Ron Dukat: Boeing and Viasat signed the contract to build ViaSat-2 on May 2013 after several months of working the design and technical requirements together. This was the first order of a Boeing satellite by Viasat, although Boeing and Viasat have worked together on other projects since 2006. Viasat and Boeing are also working on the ViaSat-3 class of satellites. ViaSat-3 will carry a Viasat designed and manufactured payload on a Boeing 702 satellite platform.
VS: How does the ViaSat-2 satellite compare to other communications satellites?
RD: ViaSat-2 is one of the largest 702 high power satellites that Boeing has built for a commercial customer. According to Viasat, ViaSat-2 will double the capacity of the Company’s ViaSat-1 satellite and provide seven times more coverage.
VS: What are some unique features, or fast facts, of ViaSat-2 that you can share?
RD: The fully deployed solar array (wingspan) from tip-to-tip is about 158 feet, half the length of a football field and puts out nearly 18kW of power. At launch, ViaSat-2 will weigh 6,400 kg (14,100 lbs.), which is approximately the weight of four compact sedans. There is more than half a mile of waveguide and three fourths of a mile of coax cable inside the ViaSat-2 spacecraft.
VS: What were the collaboration efforts like between Viasat and Boeing?
RD: Viasat and Boeing have a great working relationship. Viasat has a team of people integrated into the program actively participating in technical reviews, readiness activities and overall project management. In fact, Viasat has someone in French Guiana with the Boeing team working together to launch ViaSat-2. ViaSat is also working with Boeing Commercial Airplanes to pursue the inclusion of Viasat Ka-band airborne terminals in future Boeing airplanes to enhance in-flight connectivity.

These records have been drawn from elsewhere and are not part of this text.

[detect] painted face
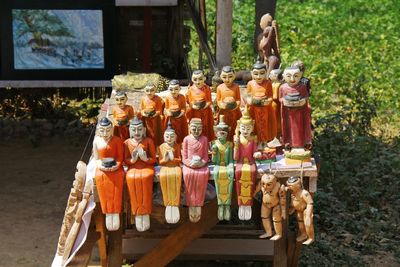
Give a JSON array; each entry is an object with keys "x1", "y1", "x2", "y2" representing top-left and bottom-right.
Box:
[
  {"x1": 115, "y1": 95, "x2": 127, "y2": 108},
  {"x1": 192, "y1": 73, "x2": 206, "y2": 88},
  {"x1": 189, "y1": 123, "x2": 203, "y2": 137},
  {"x1": 283, "y1": 68, "x2": 303, "y2": 87},
  {"x1": 220, "y1": 71, "x2": 235, "y2": 86},
  {"x1": 144, "y1": 86, "x2": 156, "y2": 98},
  {"x1": 252, "y1": 68, "x2": 267, "y2": 84},
  {"x1": 164, "y1": 131, "x2": 177, "y2": 146},
  {"x1": 287, "y1": 180, "x2": 301, "y2": 192},
  {"x1": 269, "y1": 71, "x2": 279, "y2": 82},
  {"x1": 239, "y1": 123, "x2": 254, "y2": 138},
  {"x1": 98, "y1": 125, "x2": 113, "y2": 140},
  {"x1": 169, "y1": 85, "x2": 180, "y2": 98},
  {"x1": 216, "y1": 129, "x2": 228, "y2": 141},
  {"x1": 130, "y1": 124, "x2": 145, "y2": 140},
  {"x1": 261, "y1": 175, "x2": 277, "y2": 192}
]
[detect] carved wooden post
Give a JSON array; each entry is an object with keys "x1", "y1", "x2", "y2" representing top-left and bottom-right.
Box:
[{"x1": 216, "y1": 0, "x2": 232, "y2": 68}]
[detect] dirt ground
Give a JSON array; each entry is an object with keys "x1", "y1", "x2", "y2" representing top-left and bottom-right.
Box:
[{"x1": 1, "y1": 137, "x2": 399, "y2": 267}]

VS: What is the lifespan of the ViaSat-2 satellite and how is it powered?
RD: Viasat-2 has a lifespan of about 14 years and is powered by a solar array that generates nearly 18kW of power as well as Lithium Ion batteries. The vehicle maintains it orbital location for 14 years using xenon ion propulsion (electric propulsion).
VS: Ron, we appreciate you taking 5 minutes with us. We’re looking forward to our June 1 launch, as I’m sure you are too. Many thanks again for your time.